Vision Divine : Vision Divine

Ich glaube, dieses Review kann ich recht kurz halten. Schließlich könnt Ihr selbst wunderbar testen, ob Ihr zu der potentiellen Fan-Schar von Vision Divine gehört oder die CD im Laden besser übergeht. Ein Blick auf die Besetzung dieses Projekts aus dem Stiefelland genügt eigentlich: da hätten wir Fabio Lione (vocals, Rhapsody/ex-Labyrinth) anzubieten, Olaf Thörsen, Andrew McPauls und Mat Stancioiu (guitar, keys bzw. drums, alle drei Labyrinth) sowie ein mir nicht bekannter Bassist namens Andrea Torricini. Na? Schon entsetzt schreiend das Review weggeklickt? Nein? Also denn...

Wir haben's hier realistisch gesehen mit einer early Labyrinth-Reunion unter anderem Namen zu tun, und dementsprechend erinnert "Vision Divine" auch oft an deren Debütalbum "No Limits", auf dem Lione seinerzeit noch unter dem obercoolen Pseudonym Joe Terry mitwirkte - das Ganze klingt also 'ne gute Ecke Keyboard-lastiger als die heutigen Labyrinth, aber niemals so überladen mit Special Effects (Geigen, Frauengesang, Kosakenchöre...), wie es bei Liones jetziger Band oft der Fall ist. Weitere Anhaltspunkte sind die stärkeren Momente von Yngwie Malmsteen's Rising Force (erstklassig gespielte Gitarren/Keyboard-Duelle), die ersten zwei Alben von Tad Morose (Gesamtsound) und hier und da ein Schuß Symphony X (beschränkt sich aber im wesentlichen auf das proggige Instrumental "Forgotten Worlds").
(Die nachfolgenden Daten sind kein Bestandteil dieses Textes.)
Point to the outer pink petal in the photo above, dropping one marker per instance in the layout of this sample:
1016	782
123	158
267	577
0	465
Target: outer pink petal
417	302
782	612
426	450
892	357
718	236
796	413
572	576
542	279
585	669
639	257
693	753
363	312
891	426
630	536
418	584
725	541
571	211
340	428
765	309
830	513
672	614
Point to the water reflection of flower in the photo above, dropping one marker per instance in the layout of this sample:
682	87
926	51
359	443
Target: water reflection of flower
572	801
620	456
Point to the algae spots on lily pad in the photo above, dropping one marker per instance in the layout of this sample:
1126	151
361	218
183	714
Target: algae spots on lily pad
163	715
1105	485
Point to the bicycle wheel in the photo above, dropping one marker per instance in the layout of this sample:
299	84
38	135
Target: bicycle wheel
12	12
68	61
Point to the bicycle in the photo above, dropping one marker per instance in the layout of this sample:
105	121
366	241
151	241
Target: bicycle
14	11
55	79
Diese Referenzen sollten auch klarstellen, daß Vision Divine der Tralala-Falle größtenteils entgangen sind - die Songs haben zwar eingängige, aber selten aufdringliche Refrains. Besagte Chorusse ähneln sich untereinander leider für meinen Geschmack ab und an etwas zu sehr, so daß auch nicht jeder Song ein Treffer geworden ist - "The Miracle" zum Beispiel ist ein eher durchschnittlicher Beitrag geworden, und das gilt leider auch für die Coverversion des Europe-Klassikers "The Final Countdown", die die Jungs offensichtlich mit viel zu viel Ehrfurcht vor dem Original angegangen sind.

Trotzdem - einige Anspieltips muß ich noch geben, als da wären: die getragene, majestätische Bandhymne "Vision Divine"; das rasend schnelle "Forever Young", das Stratovarius auch nicht besser hätten schreiben können; die bombastischen Mid-Tempo-Nummern "New Eden" (ein Tribut an die gleichnamige Band?), "Black Mask of Fear" und "Exodus" sowie die wunderschöne, das Album perfekt beschließende Ballade "Of Light and Darkness", in der Lione seine mit Abstand beste Gesangsleistung hinlegt und die Rhapsody-08/15-Ballade "Wings of Destiny" um Lichtjahre schlägt.

Noch ein paar positive Worte zu Fabio Lione, zu dessen Fans ich mich bis jetzt eigentlich nie wirklich zählte (er sang bei Rhapsody viel zu penetrant und eindimensional in den höchsten Tonlagen): Wenn "Vision Divine" eins zeigt, dann ist es, daß der Mann wesentlich mehr kann, als man ihn bei seiner Hauptband machen läßt. Hat mich überzeugt!

Fazit: hält als Ganzes vielleicht nicht ganz mit den Klassikeralben "Return to Heaven Denied" oder "Symphony of Enchanted Lands" mit, folgt aber dicht darauf. Sollte man als Fan zumindest mal gehört haben.